Jurisprudentie
AU3733
Datum uitspraak2005-09-14
Datum gepubliceerd2005-10-06
RechtsgebiedStraf
Soort ProcedureRaadkamer
Instantie naamRechtbank Leeuwarden
ZaaknummersRek. 05/395 RDK
Statusgepubliceerd
Datum gepubliceerd2005-10-06
RechtsgebiedStraf
Soort ProcedureRaadkamer
Instantie naamRechtbank Leeuwarden
ZaaknummersRek. 05/395 RDK
Statusgepubliceerd
Indicatie
Bezwaarschrift, DNA-profiel, ontvankelijkheid, minderjarige, artikel 2 lid 1 sub b
Uitspraak
Rechtbank Leeuwarden
Sector strafrecht
Rekestnummer: 05/395
Parketnummer 17/076043-04
Beschikking van de enkelvoudige raadkamer d.d. 14 september 2005 op het bezwaarschrift ex artikel 7 van de Wet DNA-onderzoek bij veroordeelden, ingediend door:
[klager],
geboren op [geboortedatum] te [geboorteplaats],
wonende te [adres].
Procesverloop
Het bezwaarschrift is op 11 augustus 2005 ingekomen ter griffie en richt zich tegen het bepalen en verwerken van het DNA-profiel van veroordeelde. De behandeling van het bezwaarschrift heeft plaatsgevonden op 7 september 2005.
Motivering
De rechtbank zal aan het feit dat er géén akte van indiening van het bezwaarschrift is opgemaakt geen gevolgen verbinden, nu de datum van binnenkomst van het bezwaarschrift voldoende vaststaat en veroordeelde bij de behandeling in raadkamer aanwezig was, zodat tevens vaststaat dat hij het bezwaarschrift wenste in te dienen.
Klager is ontvankelijk in zijn bezwaarschrift nu dit binnen de wettelijke termijn is ingediend.
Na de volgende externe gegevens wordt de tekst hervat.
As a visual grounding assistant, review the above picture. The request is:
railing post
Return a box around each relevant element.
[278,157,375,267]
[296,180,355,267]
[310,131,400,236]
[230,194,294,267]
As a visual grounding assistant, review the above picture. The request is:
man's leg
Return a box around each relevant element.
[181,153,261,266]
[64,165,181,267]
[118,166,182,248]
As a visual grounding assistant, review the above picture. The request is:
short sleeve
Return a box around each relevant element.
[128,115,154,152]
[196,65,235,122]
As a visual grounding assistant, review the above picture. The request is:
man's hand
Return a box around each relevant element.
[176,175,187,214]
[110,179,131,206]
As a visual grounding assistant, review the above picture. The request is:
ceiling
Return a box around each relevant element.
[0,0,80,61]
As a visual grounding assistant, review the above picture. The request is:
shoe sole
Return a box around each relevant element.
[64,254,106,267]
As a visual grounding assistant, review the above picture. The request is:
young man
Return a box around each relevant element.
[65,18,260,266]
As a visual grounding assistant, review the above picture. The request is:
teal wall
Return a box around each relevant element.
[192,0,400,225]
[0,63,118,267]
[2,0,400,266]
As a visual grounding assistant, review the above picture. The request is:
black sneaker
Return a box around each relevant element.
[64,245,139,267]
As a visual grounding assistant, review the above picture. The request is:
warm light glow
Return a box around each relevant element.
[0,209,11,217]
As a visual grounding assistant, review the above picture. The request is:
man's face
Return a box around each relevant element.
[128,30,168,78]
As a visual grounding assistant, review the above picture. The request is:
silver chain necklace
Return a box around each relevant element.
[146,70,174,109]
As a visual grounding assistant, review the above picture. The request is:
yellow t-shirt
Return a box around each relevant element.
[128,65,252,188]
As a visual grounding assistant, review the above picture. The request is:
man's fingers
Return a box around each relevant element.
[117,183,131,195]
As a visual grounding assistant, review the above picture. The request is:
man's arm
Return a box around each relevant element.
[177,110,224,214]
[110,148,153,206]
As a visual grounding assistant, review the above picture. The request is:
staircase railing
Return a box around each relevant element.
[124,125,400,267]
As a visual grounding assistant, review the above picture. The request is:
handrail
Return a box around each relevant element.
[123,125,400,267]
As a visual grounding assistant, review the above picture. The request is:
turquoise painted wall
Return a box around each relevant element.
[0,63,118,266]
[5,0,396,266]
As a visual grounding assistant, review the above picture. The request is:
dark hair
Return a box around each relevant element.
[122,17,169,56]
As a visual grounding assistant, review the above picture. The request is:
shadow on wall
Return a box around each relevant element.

Bij vonnis van de kinderrechter in deze rechtbank van 22 februari 2005 is klager veroordeeld, onder meer terzake mishandeling, tot het verrichten van een werkstraf.
Namens klager is betoogd dat de veroordeling geen betrekking had op een ernstig delict, nu het een eenvoudige mishandeling betrof, zodat de onderhavige veroordeling niet valt binnen de doelstelling van de Wet DNA-onderzoek bij veroordeelden.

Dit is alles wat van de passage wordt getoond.